Methods: In this study, we use the renal cell adenocarcinoma (RENCA) model of spontaneous murine kidney cancer. Male BALB/cJ mice were injected subcutaneously with RENCA cells and, after tumors were palpable, they were treated with KPT-9274 and/or anti-programmed cell death 1 (PDCD1; PD1) antibody for 21 days. Tumors were measured and then removed at animal euthanasia for subsequent studies.

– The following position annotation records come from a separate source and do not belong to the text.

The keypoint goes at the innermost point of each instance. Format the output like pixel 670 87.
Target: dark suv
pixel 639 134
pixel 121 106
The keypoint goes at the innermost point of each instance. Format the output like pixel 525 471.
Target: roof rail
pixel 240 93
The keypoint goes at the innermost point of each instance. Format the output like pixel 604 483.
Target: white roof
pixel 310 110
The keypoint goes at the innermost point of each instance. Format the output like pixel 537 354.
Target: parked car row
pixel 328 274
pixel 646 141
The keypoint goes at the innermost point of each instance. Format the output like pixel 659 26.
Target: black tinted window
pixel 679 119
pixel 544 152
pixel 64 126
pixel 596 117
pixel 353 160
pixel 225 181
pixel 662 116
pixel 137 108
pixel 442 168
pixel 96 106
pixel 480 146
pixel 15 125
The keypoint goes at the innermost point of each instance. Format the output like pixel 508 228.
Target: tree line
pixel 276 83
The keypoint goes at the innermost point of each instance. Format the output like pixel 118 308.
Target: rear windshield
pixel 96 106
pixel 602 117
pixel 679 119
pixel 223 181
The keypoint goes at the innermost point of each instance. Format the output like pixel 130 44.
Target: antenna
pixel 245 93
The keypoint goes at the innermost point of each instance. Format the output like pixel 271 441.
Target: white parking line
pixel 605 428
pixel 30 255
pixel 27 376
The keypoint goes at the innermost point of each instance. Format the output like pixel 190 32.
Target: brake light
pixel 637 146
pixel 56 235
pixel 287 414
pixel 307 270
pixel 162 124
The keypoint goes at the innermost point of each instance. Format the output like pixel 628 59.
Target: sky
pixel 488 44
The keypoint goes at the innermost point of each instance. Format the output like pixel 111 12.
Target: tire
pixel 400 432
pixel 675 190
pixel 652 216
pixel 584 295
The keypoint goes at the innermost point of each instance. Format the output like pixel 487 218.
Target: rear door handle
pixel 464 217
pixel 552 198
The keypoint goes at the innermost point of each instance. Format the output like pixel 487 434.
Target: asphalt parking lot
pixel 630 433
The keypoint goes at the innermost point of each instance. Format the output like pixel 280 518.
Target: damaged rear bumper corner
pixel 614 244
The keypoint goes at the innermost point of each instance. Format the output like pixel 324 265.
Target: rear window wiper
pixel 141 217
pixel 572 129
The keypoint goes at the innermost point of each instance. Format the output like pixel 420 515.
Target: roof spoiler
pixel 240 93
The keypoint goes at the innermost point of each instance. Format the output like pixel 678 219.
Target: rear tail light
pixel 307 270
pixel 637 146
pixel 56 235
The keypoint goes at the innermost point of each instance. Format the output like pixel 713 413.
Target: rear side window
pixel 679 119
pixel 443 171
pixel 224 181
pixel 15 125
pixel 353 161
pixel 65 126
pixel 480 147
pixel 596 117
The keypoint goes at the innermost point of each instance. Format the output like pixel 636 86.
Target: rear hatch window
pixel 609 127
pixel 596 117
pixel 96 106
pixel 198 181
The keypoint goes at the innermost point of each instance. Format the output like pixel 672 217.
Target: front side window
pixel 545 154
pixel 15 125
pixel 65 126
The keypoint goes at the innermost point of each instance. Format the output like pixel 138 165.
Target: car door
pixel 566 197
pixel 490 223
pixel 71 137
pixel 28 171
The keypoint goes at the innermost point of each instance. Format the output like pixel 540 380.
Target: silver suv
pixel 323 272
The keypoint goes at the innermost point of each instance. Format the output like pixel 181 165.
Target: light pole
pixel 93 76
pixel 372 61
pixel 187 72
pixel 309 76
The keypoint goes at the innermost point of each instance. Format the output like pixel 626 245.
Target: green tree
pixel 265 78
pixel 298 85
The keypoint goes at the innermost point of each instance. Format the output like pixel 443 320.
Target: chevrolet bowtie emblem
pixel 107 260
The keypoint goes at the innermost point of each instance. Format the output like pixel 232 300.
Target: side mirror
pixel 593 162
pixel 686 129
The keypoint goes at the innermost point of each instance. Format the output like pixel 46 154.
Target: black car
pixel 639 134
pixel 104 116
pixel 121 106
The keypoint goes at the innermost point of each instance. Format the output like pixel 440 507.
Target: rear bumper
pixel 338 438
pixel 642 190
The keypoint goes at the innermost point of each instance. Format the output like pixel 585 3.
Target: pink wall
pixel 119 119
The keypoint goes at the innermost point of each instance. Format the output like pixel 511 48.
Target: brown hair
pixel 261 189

Results: We demonstrate a significant decrease in allograft growth with the combination treatment of KPT-9274 and anti-PD1 antibody without significant weight loss by the animals. This is associated with decreased (MOUSE) Naprt expression, indicating dependence of these tumors on NAMPT in parallel to what we have observed in human RCC. Histology of the tumors showed substantial necrosis regardless of treatment condition, and flow cytometry of antibody-stained tumor cells revealed that the enhanced therapeutic effect of KPT-9274 and anti-PD1 antibody was not driven by infiltration of T cells into tumors.
Conclusions: This study highlights the potential of the RENCA model for evaluating immunologic responses to KPT-9274 and checkpoint inhibitor (CPI) and suggests that therapy with this combination could improve efficacy in RCC beyond what is achievable with CPI alone.